现在假设N = 2000:(并且正如我上面计算的那样,我猜应该选择两行)
SELECT `ssn`, `name`, `salary1` , `salary2` , `salary3`
FROM ( SELECT `ssn`,
`name`,
`salary1` ,
`salary2` ,
`salary3`,
(@total:=@total+ `salary1` + `salary2` + `salary3`) as TSalary
FROM `Worker`, (select @total:=0) t
ORDER BY `Date` ASC ) AS `some_worker`
WHERE (TSalary -(`salary1` + `salary2` + `salary3`)) <= 2000;
+-----+-------+---------+---------+---------+
| ssn | name | salary1 | salary2 | salary3 |
+-----+-------+---------+---------+---------+
| 3 | Sumit | 250 | 150 | 100 |
| 4 | Harsh | 500 | -150 | 900 |
+-----+-------+---------+---------+---------+
| 5 | ONE | 100 | 170 | 100 |
+-----+-------+---------+---------+---------+
3 rows in set (0.00 sec)
此查询在此示例中运行良好,但可能适用于长表,但这是完成工作的一种方式。
试试看!!
此外,您可以根据需要更改外部条件中的相等条件(我对您的阈值定义有点困惑。
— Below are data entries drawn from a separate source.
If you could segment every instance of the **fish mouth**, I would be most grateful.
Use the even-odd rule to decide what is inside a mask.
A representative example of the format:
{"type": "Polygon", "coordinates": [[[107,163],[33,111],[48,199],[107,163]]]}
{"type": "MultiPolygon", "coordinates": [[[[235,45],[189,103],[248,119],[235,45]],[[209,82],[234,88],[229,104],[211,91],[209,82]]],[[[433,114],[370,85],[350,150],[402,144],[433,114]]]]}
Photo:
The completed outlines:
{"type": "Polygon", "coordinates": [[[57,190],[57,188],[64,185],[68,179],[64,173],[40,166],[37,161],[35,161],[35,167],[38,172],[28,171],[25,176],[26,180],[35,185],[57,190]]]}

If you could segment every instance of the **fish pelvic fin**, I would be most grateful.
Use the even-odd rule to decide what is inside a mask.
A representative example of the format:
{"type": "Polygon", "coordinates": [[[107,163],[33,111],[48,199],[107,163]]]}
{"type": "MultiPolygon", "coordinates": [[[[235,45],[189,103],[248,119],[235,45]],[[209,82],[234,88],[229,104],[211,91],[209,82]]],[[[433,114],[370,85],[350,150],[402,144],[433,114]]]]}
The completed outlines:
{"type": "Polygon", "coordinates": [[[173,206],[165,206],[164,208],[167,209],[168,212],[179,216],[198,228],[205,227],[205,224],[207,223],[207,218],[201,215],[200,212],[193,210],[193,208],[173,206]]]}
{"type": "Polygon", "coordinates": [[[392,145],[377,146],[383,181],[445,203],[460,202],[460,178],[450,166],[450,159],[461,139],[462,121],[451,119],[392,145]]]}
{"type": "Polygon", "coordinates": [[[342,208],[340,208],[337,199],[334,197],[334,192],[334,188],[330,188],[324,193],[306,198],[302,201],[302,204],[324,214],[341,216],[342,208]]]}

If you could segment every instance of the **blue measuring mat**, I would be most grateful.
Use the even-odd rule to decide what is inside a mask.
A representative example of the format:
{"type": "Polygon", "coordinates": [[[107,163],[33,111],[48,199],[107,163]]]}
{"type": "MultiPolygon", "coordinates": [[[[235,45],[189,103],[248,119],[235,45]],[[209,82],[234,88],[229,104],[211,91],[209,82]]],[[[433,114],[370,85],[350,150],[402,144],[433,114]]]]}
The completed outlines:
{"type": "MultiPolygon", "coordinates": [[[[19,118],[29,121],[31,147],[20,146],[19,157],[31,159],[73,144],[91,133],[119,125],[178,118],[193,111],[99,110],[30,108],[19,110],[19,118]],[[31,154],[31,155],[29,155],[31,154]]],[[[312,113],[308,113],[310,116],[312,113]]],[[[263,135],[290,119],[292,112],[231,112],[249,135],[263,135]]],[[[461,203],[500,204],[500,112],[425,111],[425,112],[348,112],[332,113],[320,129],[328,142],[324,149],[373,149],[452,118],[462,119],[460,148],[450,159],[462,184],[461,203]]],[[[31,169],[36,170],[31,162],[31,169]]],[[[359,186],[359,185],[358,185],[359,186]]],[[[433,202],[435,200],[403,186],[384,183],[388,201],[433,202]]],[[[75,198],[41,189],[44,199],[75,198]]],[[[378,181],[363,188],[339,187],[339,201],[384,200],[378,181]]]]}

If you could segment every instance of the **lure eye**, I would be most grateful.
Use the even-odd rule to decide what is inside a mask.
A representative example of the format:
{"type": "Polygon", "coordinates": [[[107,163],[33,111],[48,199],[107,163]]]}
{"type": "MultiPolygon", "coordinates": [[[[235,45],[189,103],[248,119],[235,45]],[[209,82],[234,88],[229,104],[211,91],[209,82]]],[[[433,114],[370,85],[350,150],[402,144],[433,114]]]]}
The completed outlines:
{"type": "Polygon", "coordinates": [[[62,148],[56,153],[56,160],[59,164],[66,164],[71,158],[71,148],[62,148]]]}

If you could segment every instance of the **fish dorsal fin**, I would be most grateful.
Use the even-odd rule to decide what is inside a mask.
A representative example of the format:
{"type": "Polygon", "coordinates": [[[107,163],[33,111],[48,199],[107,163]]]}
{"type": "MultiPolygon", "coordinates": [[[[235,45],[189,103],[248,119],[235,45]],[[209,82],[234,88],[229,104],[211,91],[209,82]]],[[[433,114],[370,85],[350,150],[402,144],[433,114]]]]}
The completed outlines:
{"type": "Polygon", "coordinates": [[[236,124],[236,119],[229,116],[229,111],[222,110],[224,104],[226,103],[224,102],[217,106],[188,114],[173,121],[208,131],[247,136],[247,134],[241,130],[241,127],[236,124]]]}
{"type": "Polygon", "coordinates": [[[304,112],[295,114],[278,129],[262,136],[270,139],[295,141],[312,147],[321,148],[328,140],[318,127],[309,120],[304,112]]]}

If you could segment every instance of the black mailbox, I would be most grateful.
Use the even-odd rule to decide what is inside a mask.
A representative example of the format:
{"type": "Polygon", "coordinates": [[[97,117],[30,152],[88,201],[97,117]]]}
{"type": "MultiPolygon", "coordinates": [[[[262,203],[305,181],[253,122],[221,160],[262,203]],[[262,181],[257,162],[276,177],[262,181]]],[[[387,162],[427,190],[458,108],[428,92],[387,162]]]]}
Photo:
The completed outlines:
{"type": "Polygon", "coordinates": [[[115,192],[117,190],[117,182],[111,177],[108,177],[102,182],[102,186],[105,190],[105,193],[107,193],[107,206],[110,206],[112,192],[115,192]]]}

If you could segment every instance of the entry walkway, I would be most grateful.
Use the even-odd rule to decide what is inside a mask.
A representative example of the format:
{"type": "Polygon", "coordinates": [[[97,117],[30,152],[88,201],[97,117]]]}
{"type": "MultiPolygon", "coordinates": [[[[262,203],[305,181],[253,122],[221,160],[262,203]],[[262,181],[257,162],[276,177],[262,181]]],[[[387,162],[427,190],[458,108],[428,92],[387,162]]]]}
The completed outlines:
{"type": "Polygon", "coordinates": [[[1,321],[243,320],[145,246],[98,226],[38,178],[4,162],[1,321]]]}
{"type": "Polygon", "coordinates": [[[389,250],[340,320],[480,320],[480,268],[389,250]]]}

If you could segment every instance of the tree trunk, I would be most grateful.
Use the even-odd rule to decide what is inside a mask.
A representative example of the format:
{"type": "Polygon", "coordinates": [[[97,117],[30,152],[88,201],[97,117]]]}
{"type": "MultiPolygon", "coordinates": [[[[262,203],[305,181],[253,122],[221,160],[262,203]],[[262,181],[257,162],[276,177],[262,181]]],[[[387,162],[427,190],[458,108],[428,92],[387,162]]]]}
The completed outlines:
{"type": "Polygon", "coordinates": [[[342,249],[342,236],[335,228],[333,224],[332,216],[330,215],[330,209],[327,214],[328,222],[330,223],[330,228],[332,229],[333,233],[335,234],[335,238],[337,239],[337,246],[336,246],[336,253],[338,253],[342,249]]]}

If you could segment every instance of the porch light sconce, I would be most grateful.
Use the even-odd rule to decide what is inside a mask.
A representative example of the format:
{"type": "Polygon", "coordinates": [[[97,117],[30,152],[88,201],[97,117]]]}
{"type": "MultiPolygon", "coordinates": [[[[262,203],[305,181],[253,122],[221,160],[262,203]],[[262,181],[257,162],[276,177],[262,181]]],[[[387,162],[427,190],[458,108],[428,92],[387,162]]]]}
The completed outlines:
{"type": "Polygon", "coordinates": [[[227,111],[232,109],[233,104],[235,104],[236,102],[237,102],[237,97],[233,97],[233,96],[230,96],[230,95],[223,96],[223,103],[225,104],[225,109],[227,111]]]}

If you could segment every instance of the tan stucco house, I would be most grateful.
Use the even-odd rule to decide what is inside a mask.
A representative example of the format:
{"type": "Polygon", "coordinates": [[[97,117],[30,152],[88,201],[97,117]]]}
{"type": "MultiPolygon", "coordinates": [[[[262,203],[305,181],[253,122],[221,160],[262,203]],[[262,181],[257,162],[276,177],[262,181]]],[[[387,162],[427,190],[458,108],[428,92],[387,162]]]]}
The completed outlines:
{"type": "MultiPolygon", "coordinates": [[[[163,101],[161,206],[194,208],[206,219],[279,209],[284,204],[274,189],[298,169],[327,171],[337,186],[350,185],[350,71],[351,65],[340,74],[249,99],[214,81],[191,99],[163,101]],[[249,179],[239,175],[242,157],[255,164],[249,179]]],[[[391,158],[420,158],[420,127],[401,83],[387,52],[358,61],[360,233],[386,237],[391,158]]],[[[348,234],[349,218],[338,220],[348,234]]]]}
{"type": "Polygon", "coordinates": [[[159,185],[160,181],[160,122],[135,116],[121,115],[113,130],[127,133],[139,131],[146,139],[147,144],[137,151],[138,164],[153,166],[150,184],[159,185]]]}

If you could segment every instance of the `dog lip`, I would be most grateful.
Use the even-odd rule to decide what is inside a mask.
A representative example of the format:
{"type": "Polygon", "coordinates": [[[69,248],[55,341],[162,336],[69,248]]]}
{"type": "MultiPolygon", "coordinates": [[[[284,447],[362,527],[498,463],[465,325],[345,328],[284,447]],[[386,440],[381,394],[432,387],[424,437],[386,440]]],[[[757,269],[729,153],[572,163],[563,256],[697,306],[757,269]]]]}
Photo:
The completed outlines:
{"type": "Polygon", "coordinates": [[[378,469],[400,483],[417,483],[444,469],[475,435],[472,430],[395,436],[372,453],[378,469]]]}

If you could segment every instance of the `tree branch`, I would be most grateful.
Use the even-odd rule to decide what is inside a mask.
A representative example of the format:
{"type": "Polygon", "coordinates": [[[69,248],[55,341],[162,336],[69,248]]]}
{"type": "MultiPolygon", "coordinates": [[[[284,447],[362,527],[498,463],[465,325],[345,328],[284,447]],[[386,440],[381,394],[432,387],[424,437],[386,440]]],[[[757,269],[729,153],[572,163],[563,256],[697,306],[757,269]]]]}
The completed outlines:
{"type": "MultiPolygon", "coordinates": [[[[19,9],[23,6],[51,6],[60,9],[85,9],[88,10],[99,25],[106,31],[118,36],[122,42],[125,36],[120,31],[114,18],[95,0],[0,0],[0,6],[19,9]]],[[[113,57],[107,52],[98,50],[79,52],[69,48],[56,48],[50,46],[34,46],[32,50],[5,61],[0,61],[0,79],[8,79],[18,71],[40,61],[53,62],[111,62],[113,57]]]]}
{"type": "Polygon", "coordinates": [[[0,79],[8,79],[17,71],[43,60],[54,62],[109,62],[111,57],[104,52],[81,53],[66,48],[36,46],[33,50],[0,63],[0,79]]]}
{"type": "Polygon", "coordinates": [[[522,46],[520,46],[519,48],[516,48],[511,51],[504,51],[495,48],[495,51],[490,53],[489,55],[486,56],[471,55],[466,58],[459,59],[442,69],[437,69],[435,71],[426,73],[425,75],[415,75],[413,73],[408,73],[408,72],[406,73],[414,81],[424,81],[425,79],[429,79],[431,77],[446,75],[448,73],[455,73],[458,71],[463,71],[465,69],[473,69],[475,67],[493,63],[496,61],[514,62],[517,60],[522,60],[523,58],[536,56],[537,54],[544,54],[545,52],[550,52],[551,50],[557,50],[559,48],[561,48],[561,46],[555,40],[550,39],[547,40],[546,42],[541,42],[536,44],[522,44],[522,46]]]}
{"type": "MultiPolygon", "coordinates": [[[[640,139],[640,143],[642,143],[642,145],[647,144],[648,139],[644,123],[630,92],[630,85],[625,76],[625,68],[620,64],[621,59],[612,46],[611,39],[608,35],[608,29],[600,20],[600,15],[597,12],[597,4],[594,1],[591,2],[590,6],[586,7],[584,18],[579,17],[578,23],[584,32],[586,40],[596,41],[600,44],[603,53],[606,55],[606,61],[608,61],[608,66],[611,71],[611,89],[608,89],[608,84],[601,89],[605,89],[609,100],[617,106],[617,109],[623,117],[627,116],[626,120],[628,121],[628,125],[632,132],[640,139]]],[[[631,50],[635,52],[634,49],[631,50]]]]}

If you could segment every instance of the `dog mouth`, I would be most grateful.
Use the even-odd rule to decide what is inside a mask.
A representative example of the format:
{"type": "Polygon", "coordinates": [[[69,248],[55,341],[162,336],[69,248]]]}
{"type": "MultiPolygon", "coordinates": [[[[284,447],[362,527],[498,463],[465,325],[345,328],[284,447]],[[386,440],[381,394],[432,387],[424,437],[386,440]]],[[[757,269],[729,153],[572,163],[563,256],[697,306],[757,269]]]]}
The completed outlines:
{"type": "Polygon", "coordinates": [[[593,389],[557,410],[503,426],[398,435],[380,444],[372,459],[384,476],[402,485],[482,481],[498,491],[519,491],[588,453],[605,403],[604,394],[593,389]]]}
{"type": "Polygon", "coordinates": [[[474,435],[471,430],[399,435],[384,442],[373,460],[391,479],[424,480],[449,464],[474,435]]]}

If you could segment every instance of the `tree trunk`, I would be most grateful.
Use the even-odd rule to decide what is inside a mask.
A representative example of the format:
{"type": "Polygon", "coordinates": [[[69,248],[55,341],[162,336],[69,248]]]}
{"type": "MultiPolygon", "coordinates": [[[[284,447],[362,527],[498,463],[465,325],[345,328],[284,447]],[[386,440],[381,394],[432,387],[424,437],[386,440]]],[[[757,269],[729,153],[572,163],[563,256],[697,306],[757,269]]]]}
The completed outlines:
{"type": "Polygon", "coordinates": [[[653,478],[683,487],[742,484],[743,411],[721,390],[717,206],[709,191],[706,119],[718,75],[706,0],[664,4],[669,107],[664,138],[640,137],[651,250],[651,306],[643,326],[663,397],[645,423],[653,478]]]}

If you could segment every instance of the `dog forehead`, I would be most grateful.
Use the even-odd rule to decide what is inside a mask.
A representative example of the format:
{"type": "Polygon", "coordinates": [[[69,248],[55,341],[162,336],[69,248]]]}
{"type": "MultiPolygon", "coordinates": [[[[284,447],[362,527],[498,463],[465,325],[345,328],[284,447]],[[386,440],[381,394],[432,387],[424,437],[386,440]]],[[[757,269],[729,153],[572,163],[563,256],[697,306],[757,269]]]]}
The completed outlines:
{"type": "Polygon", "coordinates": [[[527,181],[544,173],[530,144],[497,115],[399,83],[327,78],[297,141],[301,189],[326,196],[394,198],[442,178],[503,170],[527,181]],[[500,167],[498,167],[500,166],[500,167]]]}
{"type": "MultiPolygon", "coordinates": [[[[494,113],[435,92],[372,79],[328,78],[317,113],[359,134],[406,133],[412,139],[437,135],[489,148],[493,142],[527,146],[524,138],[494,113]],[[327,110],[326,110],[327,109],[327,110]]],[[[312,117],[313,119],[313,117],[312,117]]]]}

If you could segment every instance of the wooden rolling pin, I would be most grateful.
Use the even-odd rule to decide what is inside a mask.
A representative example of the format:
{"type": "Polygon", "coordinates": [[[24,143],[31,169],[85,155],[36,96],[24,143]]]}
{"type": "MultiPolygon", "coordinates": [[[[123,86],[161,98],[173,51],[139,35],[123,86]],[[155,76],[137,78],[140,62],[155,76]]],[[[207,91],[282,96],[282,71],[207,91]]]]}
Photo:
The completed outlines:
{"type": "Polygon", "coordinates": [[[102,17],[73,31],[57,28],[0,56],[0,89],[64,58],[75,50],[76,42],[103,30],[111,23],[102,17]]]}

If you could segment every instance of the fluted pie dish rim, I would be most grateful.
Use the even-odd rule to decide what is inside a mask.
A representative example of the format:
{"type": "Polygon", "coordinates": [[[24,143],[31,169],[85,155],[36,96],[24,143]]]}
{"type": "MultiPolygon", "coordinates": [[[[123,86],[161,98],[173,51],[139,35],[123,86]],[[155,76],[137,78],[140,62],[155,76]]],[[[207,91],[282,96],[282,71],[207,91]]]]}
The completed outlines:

如果您举个例子可能会很好)
这是一个实现存储过程的地方
您可以通过这种方式计算累积总和:
SELECT ID,
(select SUM(field1 + field2 + field3) from t t2 where t2.date <= t.date and t2.field0 = tempdb.field0) as cumsum
from t
WHERE field0 = '$username'
我认为以下工作在 MySQL 中进行删除:
delete from t
where t.id in (select id
from (SELECT ID,
(select SUM(field1 + field2 + field3) from t t2 where t2.date <= t.date and t2.field0 = tempdb.field0) as cumsum
from t
WHERE field0 = '$username'
) tsum
where cumsum <= YOURTHRESHOLD
)
deleteMySQL 对语句中的自连接很挑剔。我认为双子查询解决了这个问题。
注意:此代码未经测试,因此可能包含语法错误。